I cannot change the fact that my son has grown into a young man, I cannot change the fact that my mother is 96 and that one day she will die, I cannot change the fact that I am getting older, and that all the people that I will see at my reunion are getting older. We are on the down side of life; we are not fresh and new anymore. Yes, we can reinvent ourselves and we do. We decide we are going to be authors, photographers, moviemakers, golfers, whatever, so in a sense we are just beginning. They say as we age, life gets better. There is a reason behind the term "Golden Age." We can finally relax, do those things we always wanted to do but never had time.
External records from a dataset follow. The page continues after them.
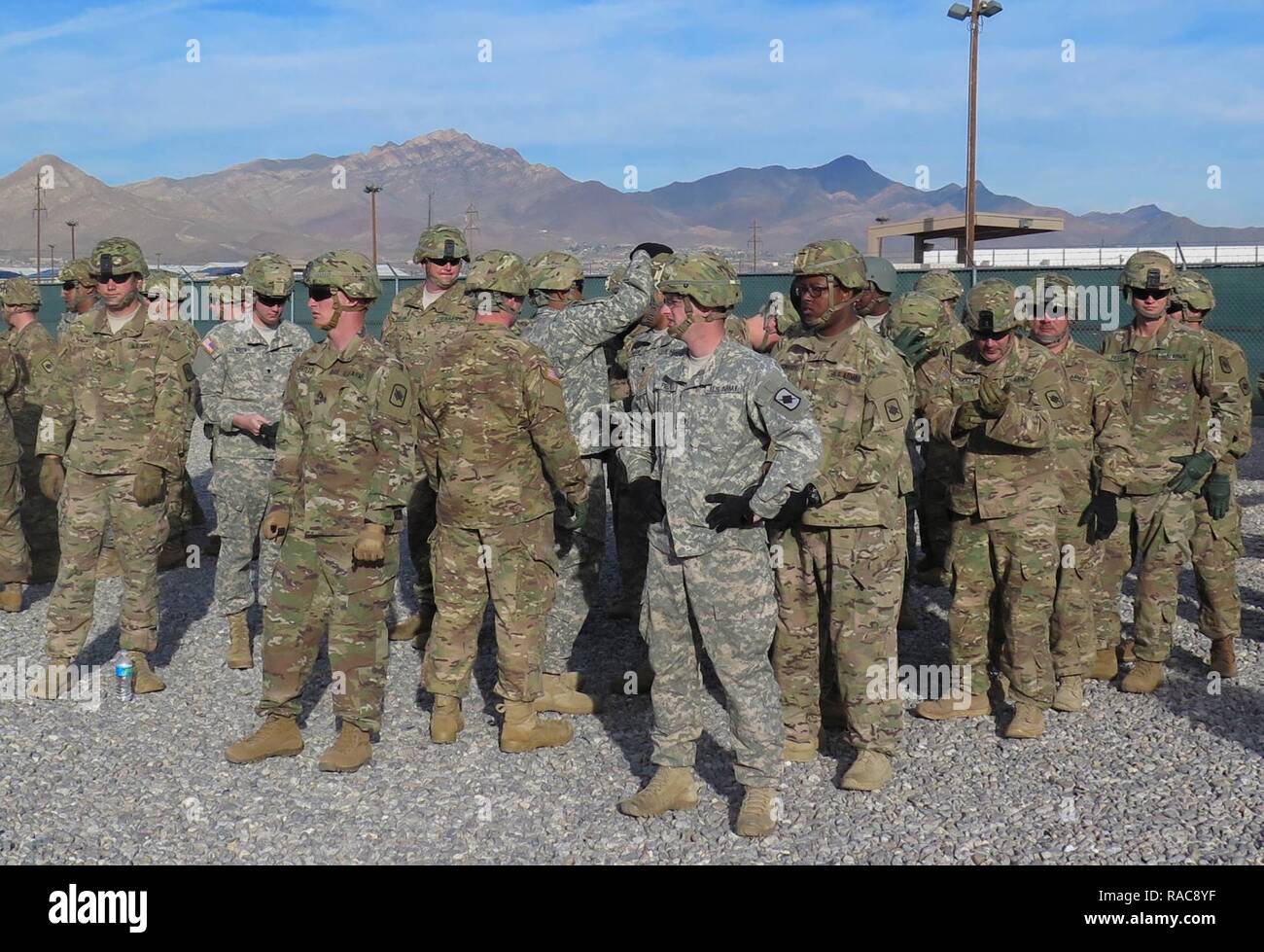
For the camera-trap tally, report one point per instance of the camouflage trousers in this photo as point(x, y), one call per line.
point(934, 523)
point(510, 565)
point(631, 539)
point(240, 488)
point(1214, 548)
point(1072, 632)
point(579, 571)
point(842, 585)
point(319, 586)
point(729, 593)
point(1006, 567)
point(14, 554)
point(1157, 529)
point(88, 505)
point(38, 512)
point(421, 523)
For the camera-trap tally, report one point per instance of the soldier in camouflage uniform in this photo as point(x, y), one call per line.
point(1217, 538)
point(842, 538)
point(14, 554)
point(420, 321)
point(1184, 412)
point(999, 399)
point(1091, 446)
point(37, 358)
point(113, 433)
point(167, 295)
point(940, 458)
point(496, 441)
point(345, 463)
point(79, 294)
point(243, 387)
point(720, 412)
point(573, 333)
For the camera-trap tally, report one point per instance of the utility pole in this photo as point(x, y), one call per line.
point(755, 245)
point(373, 213)
point(471, 226)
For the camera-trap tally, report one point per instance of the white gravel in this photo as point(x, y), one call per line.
point(1172, 778)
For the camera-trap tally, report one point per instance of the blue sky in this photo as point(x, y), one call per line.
point(1158, 89)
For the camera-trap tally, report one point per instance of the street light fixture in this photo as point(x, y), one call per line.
point(960, 12)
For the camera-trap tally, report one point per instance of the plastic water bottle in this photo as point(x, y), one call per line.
point(124, 670)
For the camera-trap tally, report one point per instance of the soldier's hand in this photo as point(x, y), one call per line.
point(1193, 469)
point(1218, 493)
point(1101, 517)
point(370, 546)
point(52, 476)
point(731, 511)
point(913, 344)
point(276, 523)
point(150, 484)
point(993, 399)
point(646, 495)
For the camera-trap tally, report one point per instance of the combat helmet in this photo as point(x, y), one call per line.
point(269, 274)
point(117, 257)
point(441, 241)
point(991, 307)
point(21, 292)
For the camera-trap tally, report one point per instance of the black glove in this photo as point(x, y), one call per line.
point(1101, 516)
point(731, 511)
point(646, 495)
point(1218, 493)
point(651, 248)
point(792, 509)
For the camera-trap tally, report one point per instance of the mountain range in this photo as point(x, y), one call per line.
point(303, 206)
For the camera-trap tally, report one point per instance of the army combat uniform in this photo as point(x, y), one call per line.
point(247, 374)
point(344, 459)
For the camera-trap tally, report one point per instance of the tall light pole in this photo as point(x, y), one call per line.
point(373, 213)
point(972, 13)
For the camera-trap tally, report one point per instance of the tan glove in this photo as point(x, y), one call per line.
point(370, 546)
point(150, 484)
point(52, 476)
point(276, 523)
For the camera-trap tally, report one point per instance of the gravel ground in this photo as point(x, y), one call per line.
point(1171, 778)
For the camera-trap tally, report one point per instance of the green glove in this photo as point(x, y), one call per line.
point(148, 485)
point(913, 344)
point(1218, 495)
point(993, 399)
point(1193, 469)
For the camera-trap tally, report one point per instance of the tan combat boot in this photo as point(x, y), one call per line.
point(1144, 678)
point(757, 814)
point(349, 753)
point(54, 679)
point(1105, 665)
point(870, 771)
point(563, 698)
point(947, 708)
point(146, 681)
point(445, 720)
point(239, 657)
point(1027, 723)
point(1071, 694)
point(11, 597)
point(522, 731)
point(670, 789)
point(1222, 660)
point(278, 737)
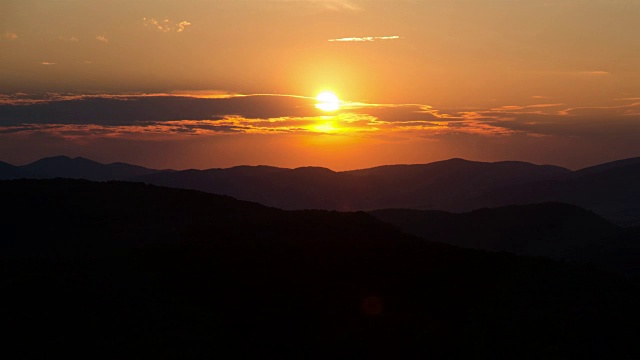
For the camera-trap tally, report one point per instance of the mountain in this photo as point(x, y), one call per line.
point(611, 190)
point(81, 168)
point(8, 171)
point(444, 185)
point(454, 185)
point(556, 230)
point(141, 269)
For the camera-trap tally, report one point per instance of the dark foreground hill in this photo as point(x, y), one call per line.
point(555, 230)
point(454, 185)
point(131, 270)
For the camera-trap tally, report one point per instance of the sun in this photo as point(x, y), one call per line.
point(327, 101)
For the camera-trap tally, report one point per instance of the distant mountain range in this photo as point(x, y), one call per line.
point(172, 273)
point(456, 185)
point(555, 230)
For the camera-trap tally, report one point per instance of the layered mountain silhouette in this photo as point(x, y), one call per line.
point(153, 271)
point(455, 185)
point(556, 230)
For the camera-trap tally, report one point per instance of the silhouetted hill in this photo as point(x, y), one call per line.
point(444, 185)
point(454, 185)
point(631, 162)
point(81, 168)
point(611, 190)
point(8, 172)
point(126, 268)
point(555, 230)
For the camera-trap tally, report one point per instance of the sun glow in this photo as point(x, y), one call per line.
point(327, 101)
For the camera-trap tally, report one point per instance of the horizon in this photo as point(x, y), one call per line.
point(311, 166)
point(340, 84)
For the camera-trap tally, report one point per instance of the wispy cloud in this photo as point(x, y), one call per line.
point(69, 39)
point(218, 113)
point(166, 25)
point(330, 5)
point(365, 39)
point(594, 73)
point(10, 35)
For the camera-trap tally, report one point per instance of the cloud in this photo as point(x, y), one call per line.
point(166, 25)
point(365, 39)
point(11, 36)
point(69, 39)
point(594, 73)
point(329, 5)
point(186, 115)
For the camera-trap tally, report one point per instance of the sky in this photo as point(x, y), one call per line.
point(219, 83)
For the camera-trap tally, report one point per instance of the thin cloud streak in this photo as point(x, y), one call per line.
point(166, 25)
point(365, 39)
point(216, 114)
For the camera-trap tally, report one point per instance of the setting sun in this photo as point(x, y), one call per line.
point(327, 101)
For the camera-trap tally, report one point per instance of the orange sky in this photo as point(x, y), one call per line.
point(543, 81)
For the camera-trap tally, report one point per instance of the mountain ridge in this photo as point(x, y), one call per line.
point(454, 185)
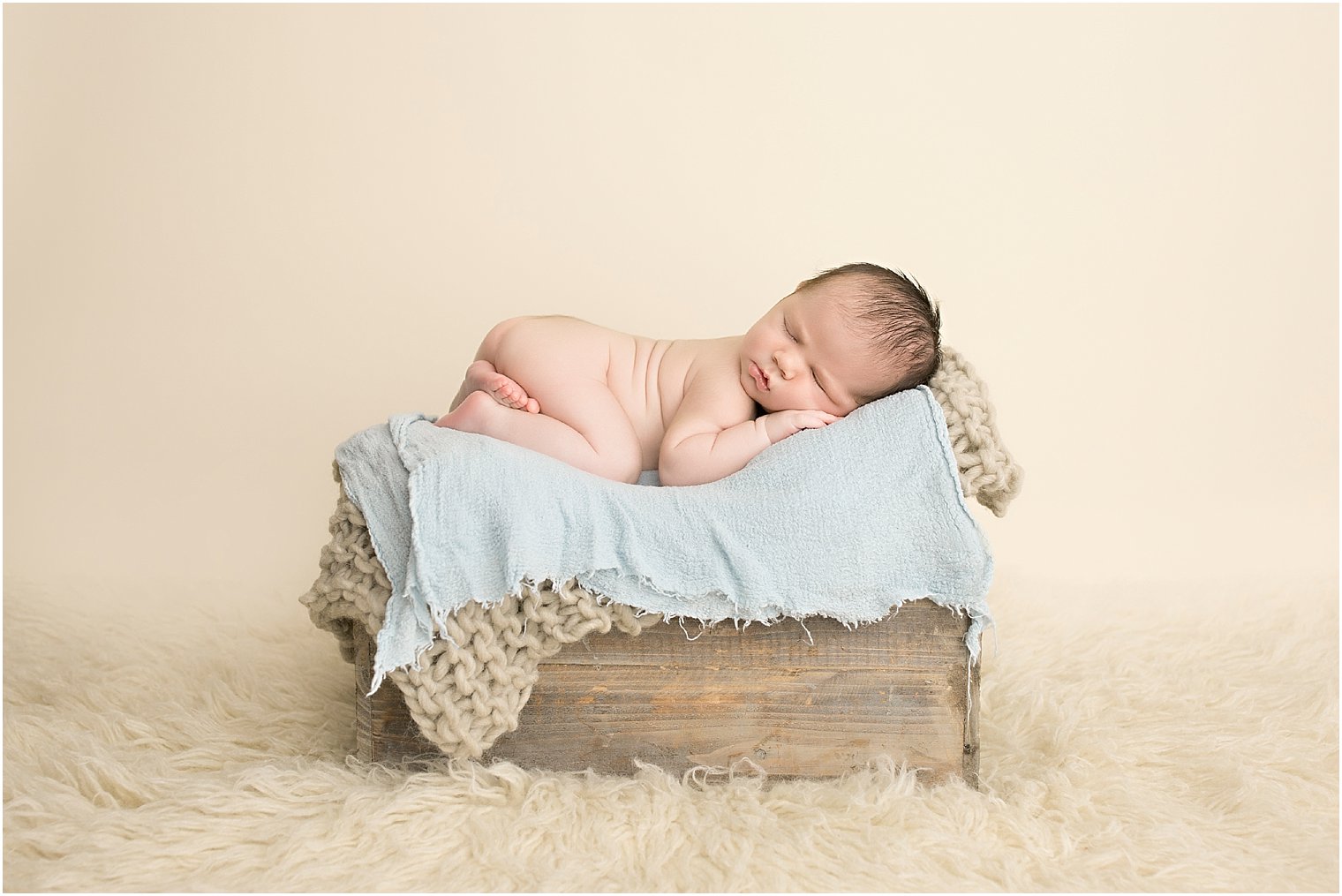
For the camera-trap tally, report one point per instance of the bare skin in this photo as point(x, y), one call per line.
point(482, 377)
point(614, 404)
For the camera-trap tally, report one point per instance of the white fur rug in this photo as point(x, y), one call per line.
point(154, 745)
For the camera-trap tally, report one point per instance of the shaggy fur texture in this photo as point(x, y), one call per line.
point(198, 741)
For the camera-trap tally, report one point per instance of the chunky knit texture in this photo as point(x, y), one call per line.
point(470, 687)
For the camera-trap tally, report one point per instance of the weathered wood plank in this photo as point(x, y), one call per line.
point(797, 704)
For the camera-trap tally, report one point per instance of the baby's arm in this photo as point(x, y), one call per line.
point(706, 439)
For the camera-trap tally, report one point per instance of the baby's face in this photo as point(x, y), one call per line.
point(802, 356)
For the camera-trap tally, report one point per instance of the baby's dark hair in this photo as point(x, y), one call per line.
point(893, 312)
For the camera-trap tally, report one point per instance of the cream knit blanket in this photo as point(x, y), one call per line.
point(471, 686)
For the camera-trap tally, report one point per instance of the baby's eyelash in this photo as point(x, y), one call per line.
point(812, 372)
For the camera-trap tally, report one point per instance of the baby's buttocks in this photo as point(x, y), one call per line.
point(645, 376)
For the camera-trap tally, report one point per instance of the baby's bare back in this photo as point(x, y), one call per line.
point(552, 356)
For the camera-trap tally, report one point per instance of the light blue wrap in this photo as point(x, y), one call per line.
point(847, 522)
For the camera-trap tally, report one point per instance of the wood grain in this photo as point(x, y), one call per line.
point(797, 704)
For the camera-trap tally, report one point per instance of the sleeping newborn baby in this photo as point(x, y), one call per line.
point(698, 410)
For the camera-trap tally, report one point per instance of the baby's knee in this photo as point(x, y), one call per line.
point(495, 338)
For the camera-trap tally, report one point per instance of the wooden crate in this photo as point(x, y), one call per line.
point(796, 704)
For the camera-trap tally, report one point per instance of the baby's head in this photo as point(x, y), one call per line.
point(841, 340)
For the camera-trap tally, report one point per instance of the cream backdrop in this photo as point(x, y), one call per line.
point(235, 235)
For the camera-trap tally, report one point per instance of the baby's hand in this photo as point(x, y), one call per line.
point(781, 424)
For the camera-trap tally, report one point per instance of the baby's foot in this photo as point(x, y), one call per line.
point(482, 377)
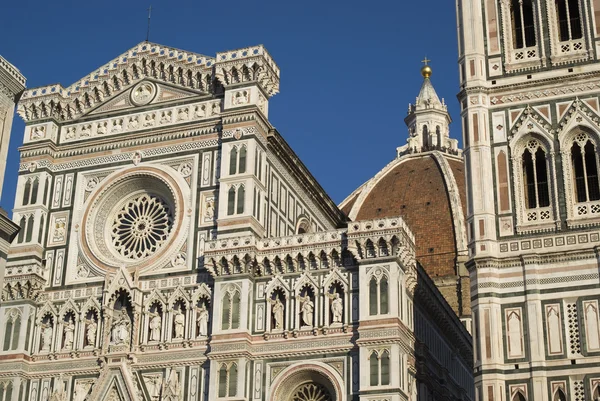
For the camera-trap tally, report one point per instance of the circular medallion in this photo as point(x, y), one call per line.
point(143, 93)
point(141, 226)
point(135, 219)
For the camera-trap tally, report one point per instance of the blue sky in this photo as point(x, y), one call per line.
point(348, 69)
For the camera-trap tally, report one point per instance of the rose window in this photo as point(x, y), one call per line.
point(141, 226)
point(311, 392)
point(134, 219)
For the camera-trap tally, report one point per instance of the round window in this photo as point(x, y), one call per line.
point(133, 219)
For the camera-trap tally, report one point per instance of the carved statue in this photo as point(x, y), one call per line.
point(155, 325)
point(133, 123)
point(121, 328)
point(101, 128)
point(46, 336)
point(69, 334)
point(307, 308)
point(149, 120)
point(90, 331)
point(172, 387)
point(277, 310)
point(59, 394)
point(200, 111)
point(179, 321)
point(182, 114)
point(166, 117)
point(337, 307)
point(202, 320)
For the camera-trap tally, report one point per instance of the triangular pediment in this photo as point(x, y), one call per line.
point(179, 72)
point(156, 93)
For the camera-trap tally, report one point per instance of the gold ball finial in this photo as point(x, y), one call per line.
point(426, 70)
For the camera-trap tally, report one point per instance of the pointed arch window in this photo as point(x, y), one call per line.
point(585, 169)
point(26, 193)
point(230, 318)
point(568, 19)
point(22, 225)
point(233, 161)
point(29, 233)
point(523, 23)
point(582, 179)
point(228, 375)
point(559, 395)
point(237, 160)
point(34, 190)
point(379, 368)
point(236, 197)
point(378, 295)
point(535, 176)
point(519, 396)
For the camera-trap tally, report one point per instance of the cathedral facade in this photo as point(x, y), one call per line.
point(530, 81)
point(173, 247)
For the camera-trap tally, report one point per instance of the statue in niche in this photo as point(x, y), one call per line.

But we are not youth. Try reinventing yourself in a field full of young people. We are their parents, no doubt about it. It's tricky, navigating those waters, trying to be the emeritus without being mom. To be the person with life experience that folds easily into the work.
"Geez, look at she can do," they say puzzling over some class project that you completed right along with the youngest of them. "Really, she did that? But she's my 'mom'" I took a stage lighting class last semester at a local community college, part of an effort to learn more about the inner workings of theater. We had to make spotlights out of coffee cans, soddering them together with yes, a soddering iron. Certainly, a piece of equipment I'd never had in my hands before.
"It must be all the crotchet projects I've done in my life," I said as I patiently melted sodder along the seam of the two cans, and what a seam it was. Bumpy, yes, but near as perfect as though I'd been handling a soddering iron all my life. Eyes were popping in astonishment all around me because though I don't seem old from my point of view, I'm ancient to my fellow students. Play that one out carefully, joke about it, joke about my kids, try to fit in but in the end they are youth, they win. They get to go out into the world and make their way but I am done. I am at the top of my hill looking down, not at the bottom of my hill looking up.
Remember, I am the one who gets thrown out of the lifeboat first, older, expendable, not viable, useless, unless of course, I am smart and spunky. Ignore my aching back and feet, use my head, and come up with a work around, then perhaps they will miss the fact that I am their 'mother'. I'll just become a slightly wrinkled, slightly bottom heavy, pear-shaped member of the group. I'll never be hip, though if I swear a bit, it buys a few points. Sometimes, they even ask me questions, as though maybe I know a thing or two, as though I have been around the block a few times. There has been the occasional unburdening, the sharing of a lost opportunity, a lost love, a desire. Those moments I savor. Maybe they won't throw me out of the lifeboat after all.